Ohne zusätzliches Blitzlicht zu arbeiten kann schnell und unauffällig sein. Es funktioniert, wenn Form und Innenraum bereits sauber lesbar sind. Fehlen Trennung oder Zeichnung, ist kontrolliertes Zusatzlicht sinnvoller als eine aggressive Aufhellung in der Nachbearbeitung. Entscheidend ist nicht „Blitz oder kein Blitz“, sondern ein reproduzierbares Ergebnis ohne fremde Reflexe.
Eine feste Perspektivlogik macht Bestände vergleichbar
Für Verkaufsplattformen und Fahrzeuglisten braucht die Serie einen konstanten Rahmen. Kamerahöhe, Abstand, Lenkeinschlag und Brennweitenbereich werden festgelegt, bevor zehn Fahrzeuge unterschiedlich interpretiert wurden. So können Käufer Modelle vergleichen, ohne dass jedes Bild eine neue visuelle Regel einführt.
Das bedeutet nicht, dass alle Aufnahmen identisch aussehen müssen. Die Standards sichern die Pflichtmotive: vorne schräg, hinten schräg, Seitenansicht, Cockpit, Sitze, Kofferraum und relevante Details. Darüber hinaus können einzelne Hero-Bilder stärker inszeniert werden. Pflicht und Kür sollten nur nicht verwechselt werden.
Interieur braucht einen eigenen Lichtplan
Ein Innenraum ist kein kleineres Exterieur. Helle Displays, dunkle Fußräume, glänzende Zierleisten und die Fensterfront liegen dicht beieinander. Türen und Sitze werden vorab so positioniert, dass Linien und Materialien lesbar bleiben. Eine Kamera auf Sitzhöhe wirkt meist nachvollziehbarer als ein extrem weiter Blick aus der Türöffnung.
Für Details gilt dieselbe Regel wie für das Gesamtfahrzeug: Sie müssen eine Information transportieren. Lenkrad, Naht, Instrument, Bedienelement oder besondere Ausstattung verdienen ein Bild, wenn sie für Modell, Zustand oder Kaufentscheidung relevant sind. Zufällige Nahaufnahmen verlängern nur die Galerie.
Der Wert liegt im wiederholbaren Workflow
Ein einzelnes spektakuläres Fahrzeugbild ist für ein Autohaus weniger wertvoll als eine Serie, die auch beim nächsten Liefertermin funktioniert. Deshalb werden Positionen markiert, Dateinamen vereinheitlicht, Pflichtmotive dokumentiert und Exportformate vorab definiert. Dieser Standard reduziert Rückfragen und Fehlbestände.
Die Bildbearbeitung hält Lackfarbe und Innenraummaterial glaubwürdig. Kontrast und Stimmung dürfen die Präsentation unterstützen, sollten aber Kratzer, Farbton oder Ausstattung nicht verfälschen. Gute Autohaus-Fotografie macht Fahrzeuge begehrenswert, ohne die Informationsfunktion der Bilder zu opfern.

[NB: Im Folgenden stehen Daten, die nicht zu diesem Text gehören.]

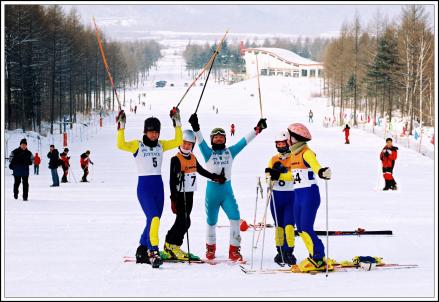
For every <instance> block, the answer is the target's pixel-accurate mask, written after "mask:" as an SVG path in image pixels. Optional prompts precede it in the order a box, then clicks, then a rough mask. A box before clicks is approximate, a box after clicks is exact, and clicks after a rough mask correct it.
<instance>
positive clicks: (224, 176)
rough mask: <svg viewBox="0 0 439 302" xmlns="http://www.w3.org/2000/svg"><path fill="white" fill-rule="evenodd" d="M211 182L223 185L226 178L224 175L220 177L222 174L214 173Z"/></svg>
mask: <svg viewBox="0 0 439 302" xmlns="http://www.w3.org/2000/svg"><path fill="white" fill-rule="evenodd" d="M212 180H213V181H214V182H217V183H220V184H223V183H225V182H226V180H227V178H226V177H225V176H224V175H222V174H216V173H213V177H212Z"/></svg>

Abnahmekriterien werden vor dem ersten Fahrzeug definiert
Eine Serie gilt nicht schon dann als vollständig, wenn die vereinbarte Bildzahl erreicht ist. Für jedes Fahrzeug werden Pflichtansichten, zulässige Beschnitte und kritische Merkmale festgelegt. Bei einem Gebrauchtwagen können das sichtbare Ausstattungsdetails und nachvollziehbare Gebrauchsspuren sein; bei einer Markenserie stehen eher Modelllinie, Farbe und konsistente Raumwirkung im Vordergrund.
Am Set hilft eine kurze Kontrollrunde nach dem ersten vollständig fotografierten Fahrzeug. Stimmen Lackfarbe, Frontscheibe, Displays und Innenraum? Funktionieren Hoch- und Querformat in den vorgesehenen Plattformen? Diese frühe Abnahme ist günstiger als die Erkenntnis am Ende des Tages, dass eine Reflexlinie oder ein zu enger Beschnitt durch den gesamten Bestand läuft.
Auch die Übergabe folgt einem festen Muster. Dateinamen, Reihenfolge und Exportgrößen müssen ohne fotografisches Vorwissen verständlich sein. Ein Autohaus sollte die Bilder einem Fahrzeug zuordnen und direkt in seinen Systemen verwenden können. Der eigentliche Qualitätsgewinn liegt damit nicht nur im einzelnen Foto, sondern in einer Produktion, die vom Aufbau bis zur Veröffentlichung keine neue Übersetzung verlangt.